In the Classic period the ruler, or k'uhul ajaw (literally, "holy lord"), occupied the most prominent and public position in the religious hierarchy. Ancient Maya kings oversaw the passage of important stations in the long count calendar, and were even symbolically equated with the time periods themselves (all period endings in the Long Count calendar fall on the day named Ajaw, which also means "lord" or "king"). On these and other occasions rulers were said to "conjure" (tzak ) the spirits of ancestors and fertility, known generically as k'awil. This process, evidently achieved through bloodletting, was among the principal royal duties, and was made possible through the kings' special ability to wield a force known as "creation and darkness" (ch'ab ak'ab ). This enigmatic term probably relates to the widespread notion that birth and creation derive from "darkness," which then came to be embodied through the procreative powers of rulers in a cosmological setting.

Other rituals recorded in ancient inscriptions seem to have been anchored to political events like accession to power and anniversaries. Important rites included ceremonial bloodletting, incense burning, and dance, and in many ways these activities overlapped and occurred in combination with one another. Formulaic prayers and orations are today key aspects of ritual performance, as they were no doubt in ancient times as well. The ancient texts are also replete with records of dedication rites for temples and other important religious monuments or spaces. The ritual activation of a temple or house was called och k'ahk,' or "fire-entering," and presumably involved the placement of censers and other ritual fires within shrines and on interior temple floors. Such rites seem to be an obvious antecedent to house dedication ceremonies found among many Maya communities in modern times.

Religious Art and Architecture

Arguably all public art produced by the ancient Maya can be considered religious or ritual art in some sense. The ubiquitous type of sculpture from Classic period was the stele, an upright stone slab or column that typically bore hieroglyphic inscriptions and a portrait of a ruler engaged in ritual activities. Stelae were usually erected in the open plazas before pyramids and platforms, and served to mark important stations in the Long Count calendar or significant events of political history.
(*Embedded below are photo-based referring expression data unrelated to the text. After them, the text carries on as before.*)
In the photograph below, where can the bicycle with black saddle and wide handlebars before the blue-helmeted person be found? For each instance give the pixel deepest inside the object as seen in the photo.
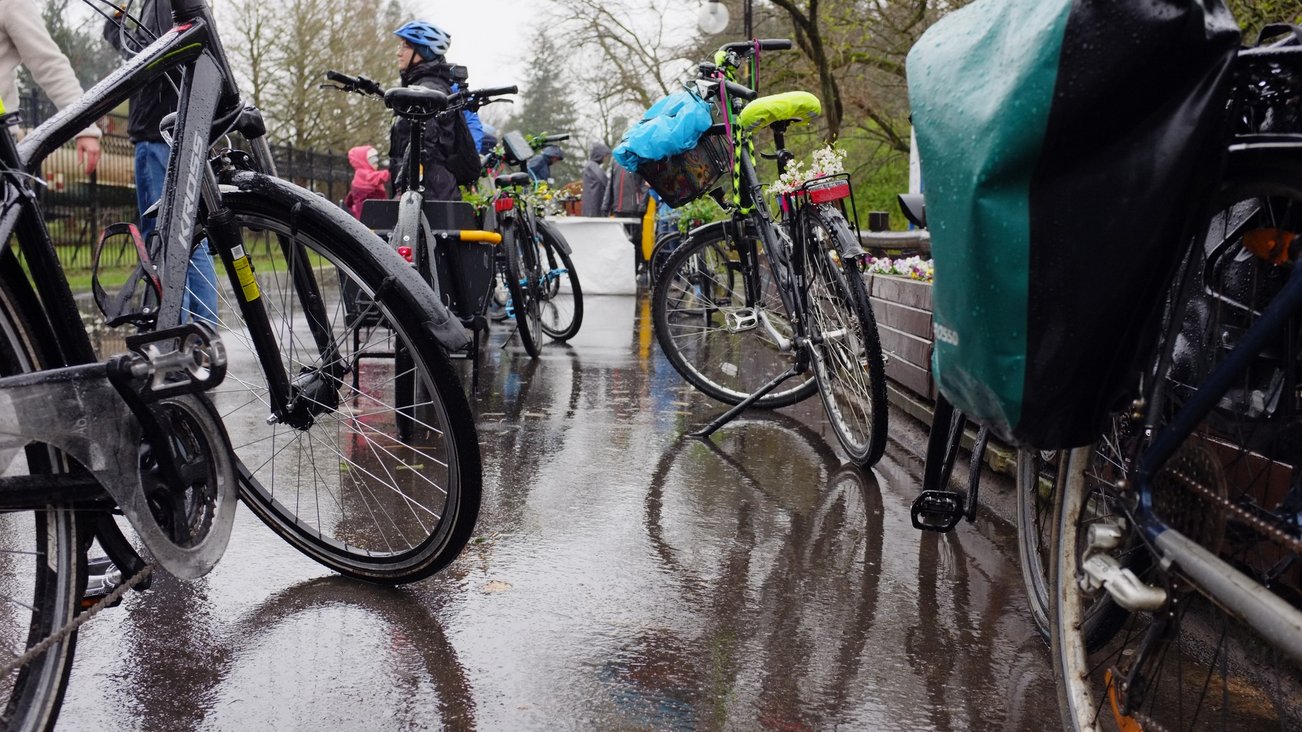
(459, 273)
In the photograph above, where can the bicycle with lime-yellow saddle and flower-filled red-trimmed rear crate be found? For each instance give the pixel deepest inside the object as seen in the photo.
(749, 303)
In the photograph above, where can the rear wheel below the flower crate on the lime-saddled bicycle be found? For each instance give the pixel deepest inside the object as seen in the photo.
(848, 361)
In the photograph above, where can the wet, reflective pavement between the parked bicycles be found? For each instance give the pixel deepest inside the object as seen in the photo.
(622, 578)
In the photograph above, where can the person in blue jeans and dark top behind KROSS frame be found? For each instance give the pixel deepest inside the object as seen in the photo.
(148, 109)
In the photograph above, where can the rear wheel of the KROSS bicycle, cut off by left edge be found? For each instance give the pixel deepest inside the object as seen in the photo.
(45, 570)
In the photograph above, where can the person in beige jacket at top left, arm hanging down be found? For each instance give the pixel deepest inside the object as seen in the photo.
(24, 40)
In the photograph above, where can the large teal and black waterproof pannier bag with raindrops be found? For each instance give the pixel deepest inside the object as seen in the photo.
(1064, 147)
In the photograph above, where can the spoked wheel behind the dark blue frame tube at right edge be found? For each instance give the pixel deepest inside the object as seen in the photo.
(1198, 665)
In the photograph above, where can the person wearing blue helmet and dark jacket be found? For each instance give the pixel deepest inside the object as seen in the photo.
(421, 63)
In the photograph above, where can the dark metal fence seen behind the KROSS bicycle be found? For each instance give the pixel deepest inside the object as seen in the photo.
(77, 206)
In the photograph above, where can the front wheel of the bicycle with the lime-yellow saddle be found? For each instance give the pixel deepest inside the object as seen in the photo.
(692, 324)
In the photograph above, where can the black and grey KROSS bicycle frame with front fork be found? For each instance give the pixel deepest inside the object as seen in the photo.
(210, 106)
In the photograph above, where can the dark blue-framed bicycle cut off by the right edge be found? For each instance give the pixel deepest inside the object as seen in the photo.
(1176, 559)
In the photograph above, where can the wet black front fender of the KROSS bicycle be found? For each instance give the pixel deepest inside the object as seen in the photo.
(442, 324)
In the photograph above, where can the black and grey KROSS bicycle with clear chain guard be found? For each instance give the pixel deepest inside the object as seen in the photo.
(317, 462)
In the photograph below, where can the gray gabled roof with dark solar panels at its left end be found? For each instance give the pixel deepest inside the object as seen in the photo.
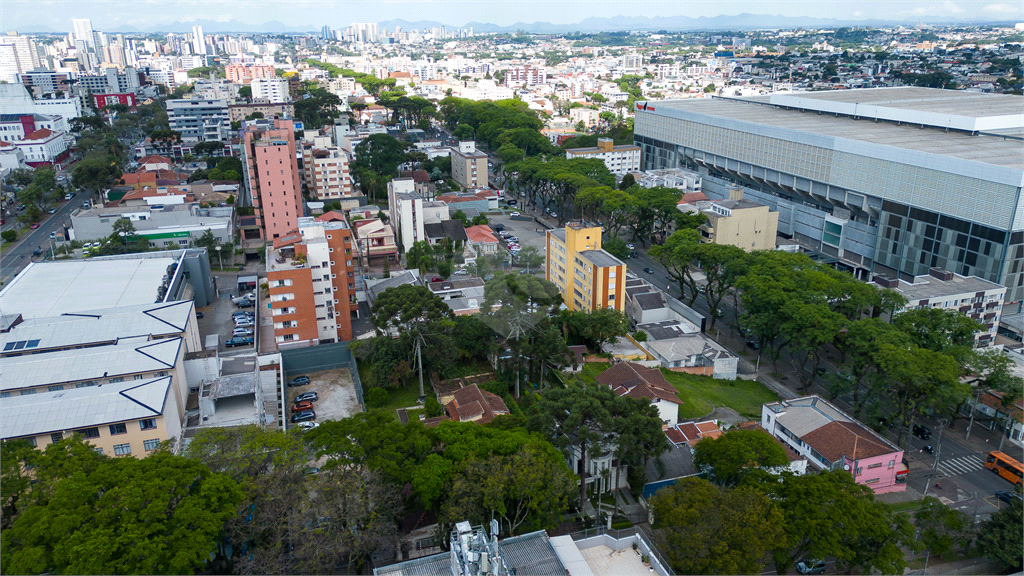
(101, 326)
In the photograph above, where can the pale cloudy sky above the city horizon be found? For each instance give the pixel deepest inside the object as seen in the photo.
(144, 14)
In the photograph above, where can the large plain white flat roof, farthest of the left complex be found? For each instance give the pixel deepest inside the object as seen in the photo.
(49, 290)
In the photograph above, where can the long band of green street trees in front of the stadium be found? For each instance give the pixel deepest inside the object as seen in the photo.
(793, 308)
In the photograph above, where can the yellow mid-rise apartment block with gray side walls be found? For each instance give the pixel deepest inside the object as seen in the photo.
(588, 277)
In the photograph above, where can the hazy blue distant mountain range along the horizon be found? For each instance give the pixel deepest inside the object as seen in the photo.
(591, 25)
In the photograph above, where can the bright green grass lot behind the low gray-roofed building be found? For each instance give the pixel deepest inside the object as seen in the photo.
(743, 396)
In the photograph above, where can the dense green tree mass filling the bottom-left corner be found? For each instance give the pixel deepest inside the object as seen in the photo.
(162, 514)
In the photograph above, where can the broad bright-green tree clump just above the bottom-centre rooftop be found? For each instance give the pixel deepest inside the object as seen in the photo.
(459, 471)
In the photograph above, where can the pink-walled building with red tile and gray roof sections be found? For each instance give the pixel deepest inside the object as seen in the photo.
(833, 440)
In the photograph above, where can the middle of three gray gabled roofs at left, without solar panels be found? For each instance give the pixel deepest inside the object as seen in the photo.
(127, 357)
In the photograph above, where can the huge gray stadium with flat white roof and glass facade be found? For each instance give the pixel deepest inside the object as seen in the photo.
(884, 181)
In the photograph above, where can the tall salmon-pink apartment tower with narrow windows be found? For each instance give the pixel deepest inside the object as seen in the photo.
(273, 172)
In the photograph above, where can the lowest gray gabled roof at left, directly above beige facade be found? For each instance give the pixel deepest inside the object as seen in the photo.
(80, 408)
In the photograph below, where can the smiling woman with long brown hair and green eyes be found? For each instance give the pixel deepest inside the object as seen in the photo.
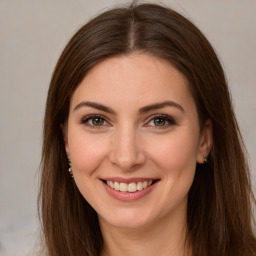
(139, 112)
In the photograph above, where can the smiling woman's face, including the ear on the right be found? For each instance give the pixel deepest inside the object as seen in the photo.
(133, 138)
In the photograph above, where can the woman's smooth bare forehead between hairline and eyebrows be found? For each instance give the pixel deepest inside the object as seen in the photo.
(136, 78)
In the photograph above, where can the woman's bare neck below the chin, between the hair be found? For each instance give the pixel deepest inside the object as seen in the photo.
(163, 238)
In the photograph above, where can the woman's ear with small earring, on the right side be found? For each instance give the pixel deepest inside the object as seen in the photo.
(205, 142)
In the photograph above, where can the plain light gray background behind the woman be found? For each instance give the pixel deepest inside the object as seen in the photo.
(33, 34)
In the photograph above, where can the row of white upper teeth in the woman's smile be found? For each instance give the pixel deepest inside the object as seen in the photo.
(131, 187)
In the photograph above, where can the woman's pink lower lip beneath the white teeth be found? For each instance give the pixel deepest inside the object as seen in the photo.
(128, 196)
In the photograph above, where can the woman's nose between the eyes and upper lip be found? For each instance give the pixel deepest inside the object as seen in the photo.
(127, 151)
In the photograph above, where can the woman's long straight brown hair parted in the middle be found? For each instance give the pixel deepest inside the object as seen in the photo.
(219, 213)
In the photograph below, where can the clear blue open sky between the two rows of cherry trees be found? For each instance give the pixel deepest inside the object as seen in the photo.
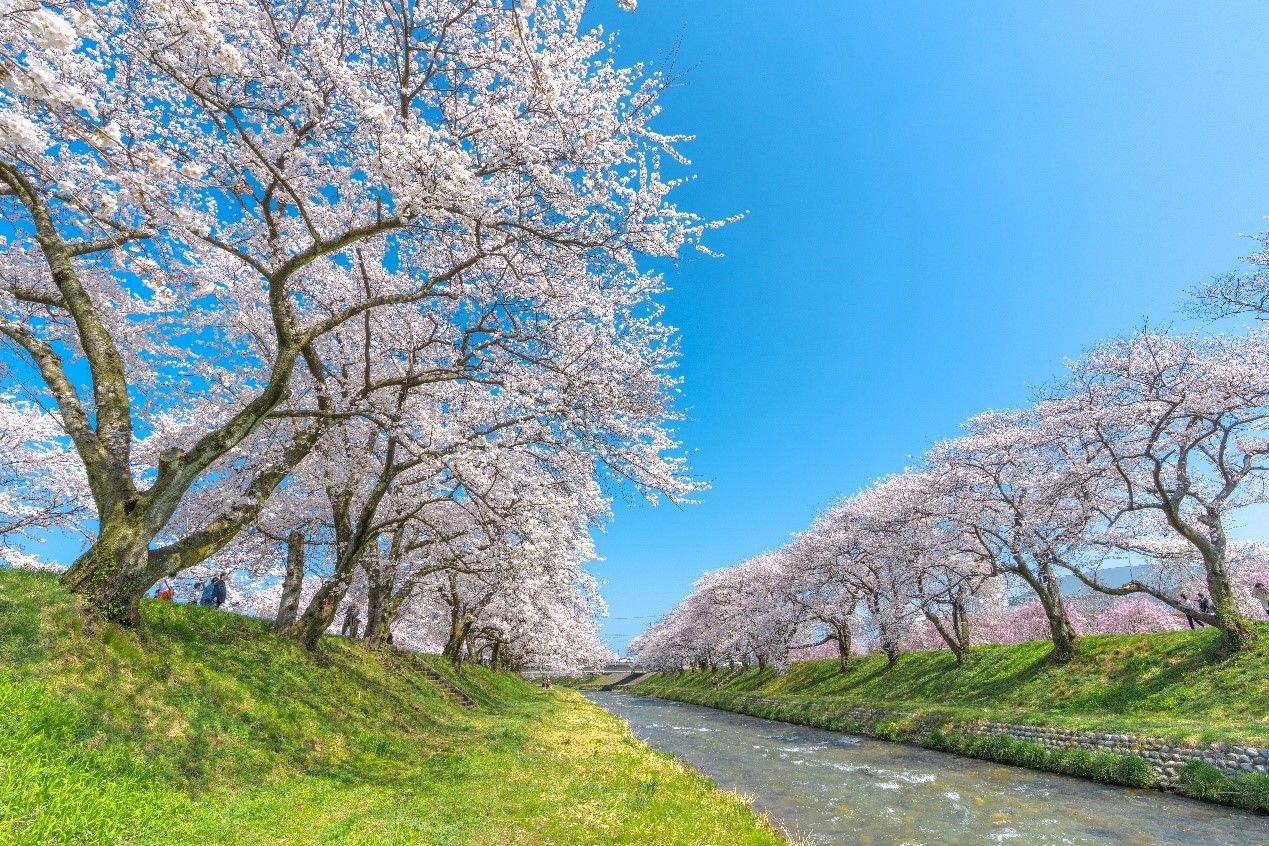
(945, 202)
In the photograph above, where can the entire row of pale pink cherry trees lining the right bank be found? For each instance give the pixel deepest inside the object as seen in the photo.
(1140, 457)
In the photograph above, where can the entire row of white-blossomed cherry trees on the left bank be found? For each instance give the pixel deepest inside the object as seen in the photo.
(343, 295)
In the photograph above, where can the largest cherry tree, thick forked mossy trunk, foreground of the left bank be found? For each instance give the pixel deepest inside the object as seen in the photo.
(201, 196)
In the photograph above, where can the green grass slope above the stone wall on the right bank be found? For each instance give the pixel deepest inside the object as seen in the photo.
(1176, 686)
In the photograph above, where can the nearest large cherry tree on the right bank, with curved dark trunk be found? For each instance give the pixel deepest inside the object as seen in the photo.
(1173, 429)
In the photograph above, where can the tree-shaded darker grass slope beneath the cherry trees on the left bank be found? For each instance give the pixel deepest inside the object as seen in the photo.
(205, 697)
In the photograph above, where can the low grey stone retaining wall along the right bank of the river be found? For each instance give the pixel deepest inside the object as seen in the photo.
(1164, 757)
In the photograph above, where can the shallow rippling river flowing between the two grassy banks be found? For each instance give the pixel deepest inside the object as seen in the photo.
(834, 788)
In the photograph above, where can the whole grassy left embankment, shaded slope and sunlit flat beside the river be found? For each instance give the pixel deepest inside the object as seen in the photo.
(202, 727)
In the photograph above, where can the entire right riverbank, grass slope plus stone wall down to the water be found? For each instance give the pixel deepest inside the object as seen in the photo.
(1164, 711)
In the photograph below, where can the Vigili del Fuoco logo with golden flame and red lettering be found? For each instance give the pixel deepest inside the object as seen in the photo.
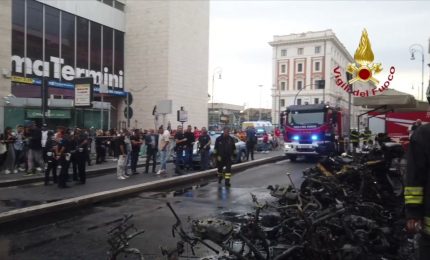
(364, 70)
Maya cities of the pre-Classic and Classic periods were dominated by large ritual structures, often in the form of imposing pyramids. The remains of the largest pyramids are also the earliest, found at ruins such as Nakbe and El Mirador in present-day northern Guatemala, and dating from about 200 bce to 200 ce. These manmade mountains are in fact some of the largest structures ever built in pre-Columbian America. Their terraces were typically decorated with massive plaster sculptures of deities and cosmological symbolism, clearly marking them as microcosmic spaces. Later Maya pyramids at centers such as Uaxactun and Tikal were likewise conceived as replicas of cosmological structures, though at smaller but still impressive scales. Structures were often dedicated to particular deities or to venerated ancestors who were buried in their centers. The temples atop pyramids were often adorned with interior paintings, sculpted stone panels, or plaster decorations. Some contained inner shrines that held effigy figures of clay or stone, and the burning of copal incense was pervasive in such sacred spaces.

Revivalism and Modern Change

The process of conquest and conversion by Europeans began in the early sixteenth century, and today, after several centuries, most Maya would consider themselves devout Christians. Yet elements of pre-Columbian belief and religion have persisted, often interwoven and tightly integrated with old traditions of "folk Catholicism." Today a core of basic beliefs still exerts a strong presence in Maya spirituality, and these vary widely among the communities of Guatemala, Belize, and Mexico. In recent years, indigenous political movements, in Guatemala in particular, have led to more open expressions of non-Christian ideas long hidden from view, as well as the appropriation of ancient ideas and symbols. Maya religion is increasingly being portrayed as a unified and unifying cosmovision and ideology, different in some ways from its Classic period expression, but with roots nonetheless in the deep pre-Columbian past.